On Fri, Dec 6, 2013 at 10:17 AM, Dario Taraborelli <dtaraborelli@wikimedia.org> wrote:
some thoughts:

• All data in the log DB strictly follows https://meta.wikimedia.org/wiki/Schema:EventCapsule. This includes fields such as seqId and uuid that allow recovery of data from the raw JSON dumps. Should something catastrophic happen, we could restore the entire DB by re-importing raw JSON data, which is guaranteed to match the EventCapsule specs. This wouldn’t apply to any custom table created in the DB with data from a different source.

• For the same reason, should a global change apply to EventCapsule (for example https://bugzilla.wikimedia.org/show_bug.cgi?id=52295 ) all tables would need to have their schema updated. Hosting custom tables with arbitrary schemas not matching EventCapsule specs would make global updates unnecessarily complicated. 
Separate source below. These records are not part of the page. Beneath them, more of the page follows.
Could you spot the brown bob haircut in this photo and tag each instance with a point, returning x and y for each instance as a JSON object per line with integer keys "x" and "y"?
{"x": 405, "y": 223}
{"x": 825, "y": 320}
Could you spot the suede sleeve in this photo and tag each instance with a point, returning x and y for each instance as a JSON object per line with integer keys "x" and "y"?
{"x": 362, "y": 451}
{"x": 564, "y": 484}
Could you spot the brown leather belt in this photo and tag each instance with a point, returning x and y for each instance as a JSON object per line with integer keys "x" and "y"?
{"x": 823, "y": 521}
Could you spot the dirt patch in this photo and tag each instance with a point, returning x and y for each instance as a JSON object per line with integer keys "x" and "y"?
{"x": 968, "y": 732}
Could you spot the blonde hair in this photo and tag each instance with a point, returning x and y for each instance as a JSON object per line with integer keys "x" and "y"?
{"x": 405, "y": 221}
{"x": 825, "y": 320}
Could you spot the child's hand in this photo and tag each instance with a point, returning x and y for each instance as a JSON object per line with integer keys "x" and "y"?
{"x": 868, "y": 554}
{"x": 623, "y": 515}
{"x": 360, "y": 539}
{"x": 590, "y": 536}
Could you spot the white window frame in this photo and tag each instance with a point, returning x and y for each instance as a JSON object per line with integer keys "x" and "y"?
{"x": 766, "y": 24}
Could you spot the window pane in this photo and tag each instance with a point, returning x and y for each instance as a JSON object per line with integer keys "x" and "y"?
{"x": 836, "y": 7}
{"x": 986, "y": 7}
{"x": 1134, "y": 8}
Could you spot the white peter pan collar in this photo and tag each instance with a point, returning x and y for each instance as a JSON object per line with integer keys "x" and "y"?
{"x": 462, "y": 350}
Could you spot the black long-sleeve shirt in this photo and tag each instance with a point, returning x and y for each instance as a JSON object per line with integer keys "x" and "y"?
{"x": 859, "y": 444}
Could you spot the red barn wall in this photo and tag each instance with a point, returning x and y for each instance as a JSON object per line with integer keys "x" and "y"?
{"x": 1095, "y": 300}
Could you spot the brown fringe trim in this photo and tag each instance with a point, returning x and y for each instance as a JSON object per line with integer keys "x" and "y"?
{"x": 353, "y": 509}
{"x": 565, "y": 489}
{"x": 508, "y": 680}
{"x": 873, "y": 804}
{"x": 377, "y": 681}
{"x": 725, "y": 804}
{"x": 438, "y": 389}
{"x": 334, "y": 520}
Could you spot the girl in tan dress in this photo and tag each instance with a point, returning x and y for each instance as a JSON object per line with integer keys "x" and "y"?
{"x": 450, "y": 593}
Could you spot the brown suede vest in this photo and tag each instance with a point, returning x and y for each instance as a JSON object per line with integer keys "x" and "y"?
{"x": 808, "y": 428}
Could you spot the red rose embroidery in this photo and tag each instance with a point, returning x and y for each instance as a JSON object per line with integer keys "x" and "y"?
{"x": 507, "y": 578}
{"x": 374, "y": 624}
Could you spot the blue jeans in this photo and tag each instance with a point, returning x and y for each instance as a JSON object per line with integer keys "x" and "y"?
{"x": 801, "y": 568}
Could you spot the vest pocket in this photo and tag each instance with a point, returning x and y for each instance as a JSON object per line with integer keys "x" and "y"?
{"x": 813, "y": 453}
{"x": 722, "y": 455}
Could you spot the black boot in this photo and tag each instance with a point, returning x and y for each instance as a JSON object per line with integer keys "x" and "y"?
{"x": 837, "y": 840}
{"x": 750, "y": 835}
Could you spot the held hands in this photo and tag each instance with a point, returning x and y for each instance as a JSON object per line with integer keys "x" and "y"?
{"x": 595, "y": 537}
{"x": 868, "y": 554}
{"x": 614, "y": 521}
• Writing of data into the log DB is intentionally restricted to the eventlog user, which was created for the unique purpose to autogenerate tables and write data into SQL when new schemas are deployed in production. Making an exception to this principle sets a precedent whereby humans and other scripts can arbitrarily manipulate data or create tables in the DB, which is a first step towards turning the log db into the same zoo that the staging db is.


/me quickly and quietly creeps back into the corner /me came from

That makes sense Dario.  Guys, feel free to set this up however you best see fit, and let me know if you need any help.